# Need help in loading FreeBSD  from USB using UNetbootin



## Shreekantha (Aug 24, 2015)

Hi,

I am trying to load freebsdFreeBSD on baremetal switch from USB using UNetbootin.
Steps followed:
> Created bootable USB using Unetbootin.
> I have added "SERIAL 1 115200 0" and "console=tty1 console=ttyS1,115200n8" to the syslinux.cfg file to have the console logs on tty1. So my syslinux.cfg content is as below:

```
=============================================
SERIAL 1 115200 0
default menu.c32
prompt 0
menu title UNetbootin
timeout 100

label unetbootindefault
menu label Default
kernel /ubnkern
append initrd=/ubninit console=tty1 console=ttyS1,115200n8
=============================================
```
With this when I try to load the image:
>  "unetbootindefault" option on screen is seen.

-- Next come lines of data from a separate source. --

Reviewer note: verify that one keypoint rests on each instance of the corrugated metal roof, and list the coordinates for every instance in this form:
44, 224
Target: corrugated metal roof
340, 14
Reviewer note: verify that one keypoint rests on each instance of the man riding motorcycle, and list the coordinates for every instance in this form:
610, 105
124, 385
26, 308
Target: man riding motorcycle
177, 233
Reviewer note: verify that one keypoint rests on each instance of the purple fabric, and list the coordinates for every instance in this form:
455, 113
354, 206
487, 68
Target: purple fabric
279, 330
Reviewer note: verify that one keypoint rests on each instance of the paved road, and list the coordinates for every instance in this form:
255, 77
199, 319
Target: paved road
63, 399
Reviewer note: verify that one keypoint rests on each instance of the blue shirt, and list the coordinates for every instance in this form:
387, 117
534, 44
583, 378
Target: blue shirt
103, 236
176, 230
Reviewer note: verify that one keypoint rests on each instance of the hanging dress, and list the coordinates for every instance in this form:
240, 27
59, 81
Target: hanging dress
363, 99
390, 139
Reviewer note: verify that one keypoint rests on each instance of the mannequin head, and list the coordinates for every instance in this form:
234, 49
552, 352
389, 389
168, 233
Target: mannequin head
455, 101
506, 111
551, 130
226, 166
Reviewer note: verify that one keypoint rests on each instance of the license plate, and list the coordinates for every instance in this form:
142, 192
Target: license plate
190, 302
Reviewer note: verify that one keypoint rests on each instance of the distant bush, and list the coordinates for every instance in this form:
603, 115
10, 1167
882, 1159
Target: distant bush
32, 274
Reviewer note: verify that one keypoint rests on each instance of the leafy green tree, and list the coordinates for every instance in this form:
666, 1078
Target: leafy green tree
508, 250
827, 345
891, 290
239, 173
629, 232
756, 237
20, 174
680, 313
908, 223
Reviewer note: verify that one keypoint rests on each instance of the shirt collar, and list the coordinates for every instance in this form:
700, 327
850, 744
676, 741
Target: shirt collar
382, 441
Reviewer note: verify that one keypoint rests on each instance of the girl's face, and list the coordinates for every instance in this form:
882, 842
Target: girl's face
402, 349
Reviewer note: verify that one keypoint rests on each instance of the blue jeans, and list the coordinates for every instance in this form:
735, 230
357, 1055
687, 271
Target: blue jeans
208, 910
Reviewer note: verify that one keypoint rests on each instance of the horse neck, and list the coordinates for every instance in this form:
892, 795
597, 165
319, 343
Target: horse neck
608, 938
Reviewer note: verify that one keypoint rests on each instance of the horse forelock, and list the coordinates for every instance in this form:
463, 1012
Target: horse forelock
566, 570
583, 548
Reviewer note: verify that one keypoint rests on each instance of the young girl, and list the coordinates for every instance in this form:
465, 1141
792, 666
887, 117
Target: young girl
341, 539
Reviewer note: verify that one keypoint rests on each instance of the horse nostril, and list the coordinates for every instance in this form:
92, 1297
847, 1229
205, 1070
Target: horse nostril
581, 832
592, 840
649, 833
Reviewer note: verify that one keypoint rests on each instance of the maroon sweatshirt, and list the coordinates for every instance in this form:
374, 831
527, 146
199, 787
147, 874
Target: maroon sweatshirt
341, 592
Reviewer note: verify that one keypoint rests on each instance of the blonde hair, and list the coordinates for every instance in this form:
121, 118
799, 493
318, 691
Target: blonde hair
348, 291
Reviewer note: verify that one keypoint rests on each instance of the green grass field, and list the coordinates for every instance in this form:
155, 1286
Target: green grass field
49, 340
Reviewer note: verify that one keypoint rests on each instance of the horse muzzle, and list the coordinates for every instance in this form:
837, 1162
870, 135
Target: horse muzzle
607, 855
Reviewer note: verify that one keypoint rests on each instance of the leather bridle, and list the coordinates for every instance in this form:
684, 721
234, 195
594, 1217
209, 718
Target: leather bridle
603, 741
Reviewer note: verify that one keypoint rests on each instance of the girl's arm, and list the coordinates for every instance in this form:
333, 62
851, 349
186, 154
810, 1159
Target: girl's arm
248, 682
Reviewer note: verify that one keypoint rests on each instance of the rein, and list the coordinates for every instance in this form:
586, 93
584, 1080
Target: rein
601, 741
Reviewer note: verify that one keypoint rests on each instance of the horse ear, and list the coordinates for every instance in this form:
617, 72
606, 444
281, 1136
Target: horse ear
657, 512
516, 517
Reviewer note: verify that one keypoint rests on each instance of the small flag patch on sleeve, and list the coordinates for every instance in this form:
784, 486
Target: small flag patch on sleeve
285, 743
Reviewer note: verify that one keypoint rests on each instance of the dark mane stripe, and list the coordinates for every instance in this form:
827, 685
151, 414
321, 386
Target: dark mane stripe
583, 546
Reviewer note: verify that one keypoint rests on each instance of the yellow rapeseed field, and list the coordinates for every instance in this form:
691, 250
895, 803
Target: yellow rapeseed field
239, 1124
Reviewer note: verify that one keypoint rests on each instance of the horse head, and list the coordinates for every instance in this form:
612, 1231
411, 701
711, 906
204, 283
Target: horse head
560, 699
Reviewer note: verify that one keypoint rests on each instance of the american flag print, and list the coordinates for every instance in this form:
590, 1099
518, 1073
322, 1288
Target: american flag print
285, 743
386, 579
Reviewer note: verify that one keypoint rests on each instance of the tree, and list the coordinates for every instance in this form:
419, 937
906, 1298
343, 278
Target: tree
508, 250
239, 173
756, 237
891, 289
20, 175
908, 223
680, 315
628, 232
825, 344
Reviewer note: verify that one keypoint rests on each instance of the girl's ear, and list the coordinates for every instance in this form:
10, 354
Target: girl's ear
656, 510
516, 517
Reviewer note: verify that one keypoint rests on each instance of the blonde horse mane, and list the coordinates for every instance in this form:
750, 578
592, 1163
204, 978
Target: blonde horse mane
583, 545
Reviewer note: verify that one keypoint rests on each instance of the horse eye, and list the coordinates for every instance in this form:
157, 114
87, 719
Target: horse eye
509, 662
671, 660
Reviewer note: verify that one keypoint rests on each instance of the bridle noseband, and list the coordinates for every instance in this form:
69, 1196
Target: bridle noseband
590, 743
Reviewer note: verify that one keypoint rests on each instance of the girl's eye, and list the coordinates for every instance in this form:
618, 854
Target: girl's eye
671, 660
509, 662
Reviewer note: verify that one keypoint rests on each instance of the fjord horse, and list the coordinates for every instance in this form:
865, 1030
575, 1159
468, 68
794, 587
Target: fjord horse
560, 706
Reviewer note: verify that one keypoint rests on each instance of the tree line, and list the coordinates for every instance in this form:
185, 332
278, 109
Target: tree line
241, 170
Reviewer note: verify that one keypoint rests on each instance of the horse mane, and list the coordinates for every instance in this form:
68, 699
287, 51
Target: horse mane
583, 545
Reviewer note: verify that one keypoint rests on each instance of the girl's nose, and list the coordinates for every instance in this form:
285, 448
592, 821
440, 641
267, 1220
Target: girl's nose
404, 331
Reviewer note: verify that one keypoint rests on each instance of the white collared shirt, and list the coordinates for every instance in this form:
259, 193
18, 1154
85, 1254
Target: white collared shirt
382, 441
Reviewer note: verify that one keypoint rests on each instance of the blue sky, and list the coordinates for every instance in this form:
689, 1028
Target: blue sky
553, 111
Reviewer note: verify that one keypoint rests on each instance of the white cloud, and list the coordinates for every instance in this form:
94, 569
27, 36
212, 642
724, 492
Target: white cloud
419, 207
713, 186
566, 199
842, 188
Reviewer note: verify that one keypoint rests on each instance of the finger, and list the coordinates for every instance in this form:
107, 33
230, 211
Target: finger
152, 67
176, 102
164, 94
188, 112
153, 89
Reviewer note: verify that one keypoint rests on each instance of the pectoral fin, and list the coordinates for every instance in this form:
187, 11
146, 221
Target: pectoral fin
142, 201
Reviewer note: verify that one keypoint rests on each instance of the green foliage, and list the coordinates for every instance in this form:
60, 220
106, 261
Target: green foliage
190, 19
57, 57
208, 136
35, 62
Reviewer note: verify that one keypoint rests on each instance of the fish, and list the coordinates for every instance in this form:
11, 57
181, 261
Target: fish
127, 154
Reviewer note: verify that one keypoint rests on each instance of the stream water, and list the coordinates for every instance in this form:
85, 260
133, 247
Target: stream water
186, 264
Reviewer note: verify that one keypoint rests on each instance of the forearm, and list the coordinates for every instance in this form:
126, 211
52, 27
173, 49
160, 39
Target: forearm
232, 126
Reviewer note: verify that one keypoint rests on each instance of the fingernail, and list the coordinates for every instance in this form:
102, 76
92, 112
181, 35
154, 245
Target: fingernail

After selecting this I get "corrupted kernel image"  error.

Am I missing any option/etc here ? Please help.

Note:  I have added the SERIAL, console=tty1 information to syslinux.cfg file to get the logs. Without this, I was not seeing any logs on terminal.

Please help.
Thanks much,
Shreekantha


----------



## wblock@ (Aug 24, 2015)

FreeBSD has separate images for USB sticks.  Please use these rather than trying to convert an image that is meant for use on CD or DVD.  Remember, FreeBSD is not Linux, and the same techniques might work on one but not the other.


----------



## Shreekantha (Aug 25, 2015)

Hi. thanks for the info. I am using memstick image only to boot my switch. So was wondering if need to add any parameter explicitly to boot in syslinux.cfg file. Thanks again.


----------



## wblock@ (Aug 25, 2015)

I still don't see why you are using UNetbootin.  If you want a bootable FreeBSD memory stick, just install FreeBSD on one.


----------



## scottro (Aug 25, 2015)

I don't know if unetbootin is supposed to work with FreeBSD these days or not.
However, all you have to do is download a memstick image and dd it to a USB stick. There are some pretty clear instructions in the handbook's pre-install section.  
https://www.freebsd.org/doc/handbook/bsdinstall-pre.html


----------



## wblock@ (Aug 25, 2015)

Shreekantha wants to run from USB stick, not just install from it.  Or maybe run from an image of one?  It's not clear.


----------



## Shreekantha (Aug 26, 2015)

Hi Guys, I need to install FreeBSD from USB. That's all what I am trying. The reason for using UnetBootin is to add some debug information so that the logs will come on to my serial console of switch as mentioned in post #1.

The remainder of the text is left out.